George W Bush's administration came in for a lot of criticism on this score too. But many of Bush's offences consisted of untimely truth-telling: Donald Rumsfeld may have been outspoken when he highlighted the differences between Old and New Europe, but he was on to something. Obama's errors have either been simply crass, or have come at the expense of America's friends.
That's why the NATO summit poses such a challenge. All of the issues at stake -- from Afghanistan, to NATO enlargement, to missile defence - require the US and Britain to stand strong and united against pressure from states inside and outside NATO that are opposed to doing anything.
To win through, the US will need the support of all its allies.
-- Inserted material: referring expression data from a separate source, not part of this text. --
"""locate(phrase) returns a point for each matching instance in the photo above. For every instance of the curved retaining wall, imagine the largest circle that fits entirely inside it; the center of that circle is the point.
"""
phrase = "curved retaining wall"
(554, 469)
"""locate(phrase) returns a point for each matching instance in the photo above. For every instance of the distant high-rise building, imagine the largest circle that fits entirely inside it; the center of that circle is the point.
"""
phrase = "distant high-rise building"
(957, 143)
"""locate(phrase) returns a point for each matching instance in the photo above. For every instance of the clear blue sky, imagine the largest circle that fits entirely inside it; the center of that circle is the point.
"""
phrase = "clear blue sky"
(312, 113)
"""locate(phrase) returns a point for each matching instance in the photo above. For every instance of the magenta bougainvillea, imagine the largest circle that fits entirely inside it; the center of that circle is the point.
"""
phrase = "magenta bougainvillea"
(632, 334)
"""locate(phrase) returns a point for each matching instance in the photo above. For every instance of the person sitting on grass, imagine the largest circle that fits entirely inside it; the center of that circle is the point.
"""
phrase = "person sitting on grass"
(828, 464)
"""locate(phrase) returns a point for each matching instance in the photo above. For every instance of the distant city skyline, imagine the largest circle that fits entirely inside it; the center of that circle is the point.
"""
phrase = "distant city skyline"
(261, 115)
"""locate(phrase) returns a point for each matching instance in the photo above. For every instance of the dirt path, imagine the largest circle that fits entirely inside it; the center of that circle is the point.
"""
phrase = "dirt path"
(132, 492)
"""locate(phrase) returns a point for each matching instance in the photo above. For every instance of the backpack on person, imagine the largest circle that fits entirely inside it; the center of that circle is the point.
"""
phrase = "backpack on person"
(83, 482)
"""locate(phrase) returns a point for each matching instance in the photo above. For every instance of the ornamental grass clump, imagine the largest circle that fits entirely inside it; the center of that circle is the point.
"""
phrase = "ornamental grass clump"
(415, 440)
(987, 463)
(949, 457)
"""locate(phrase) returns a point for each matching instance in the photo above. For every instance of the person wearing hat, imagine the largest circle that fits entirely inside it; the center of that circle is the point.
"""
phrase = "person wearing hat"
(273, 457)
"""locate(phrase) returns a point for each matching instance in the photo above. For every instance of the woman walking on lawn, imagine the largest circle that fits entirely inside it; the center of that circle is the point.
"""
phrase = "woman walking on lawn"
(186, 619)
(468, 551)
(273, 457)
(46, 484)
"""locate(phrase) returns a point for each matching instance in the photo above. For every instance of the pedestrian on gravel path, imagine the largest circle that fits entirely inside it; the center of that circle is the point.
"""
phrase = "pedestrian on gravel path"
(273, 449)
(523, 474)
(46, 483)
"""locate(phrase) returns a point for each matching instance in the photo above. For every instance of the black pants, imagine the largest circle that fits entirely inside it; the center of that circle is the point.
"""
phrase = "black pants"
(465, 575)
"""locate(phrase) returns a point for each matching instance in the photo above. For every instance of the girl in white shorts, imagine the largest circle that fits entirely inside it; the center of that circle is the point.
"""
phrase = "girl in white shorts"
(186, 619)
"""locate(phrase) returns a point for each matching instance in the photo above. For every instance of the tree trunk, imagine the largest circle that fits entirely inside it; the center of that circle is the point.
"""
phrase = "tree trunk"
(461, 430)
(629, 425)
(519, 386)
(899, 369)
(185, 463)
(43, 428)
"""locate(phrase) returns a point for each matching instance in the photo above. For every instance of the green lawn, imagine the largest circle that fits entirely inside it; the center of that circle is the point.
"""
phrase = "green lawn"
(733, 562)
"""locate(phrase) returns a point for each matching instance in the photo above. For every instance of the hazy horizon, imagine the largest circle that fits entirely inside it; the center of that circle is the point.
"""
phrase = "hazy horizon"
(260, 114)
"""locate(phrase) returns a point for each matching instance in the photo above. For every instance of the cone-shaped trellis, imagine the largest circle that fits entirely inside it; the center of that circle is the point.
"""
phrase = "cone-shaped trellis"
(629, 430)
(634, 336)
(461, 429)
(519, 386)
But those are precisely the states that the Obama administration has gone out of its way to alienate: Iran gets a message of good cheer, while Poland and Georgia are sold down the river and Gordon Brown is sent packing without a press conference and with insulting State Department dismissals of Britain ringing in his ears.
The precedent of FDR looms ever larger: under Obama, the US is embarking on a New Deal that is condemned by most of the rest of the world, and, in the realm of diplomacy, is proceeding with the kind of offensive unilateralism that marked the start of Roosevelt's tenure in office. Europe had high hopes for FDR, just as it does for Obama. But in politics, it can sometimes be that the most destructive thing is to get exactly what you want.
Ted Bromund is a senior research fellow in The Margaret Thatcher Centre for Freedom at the Washington-based Heritage Foundation.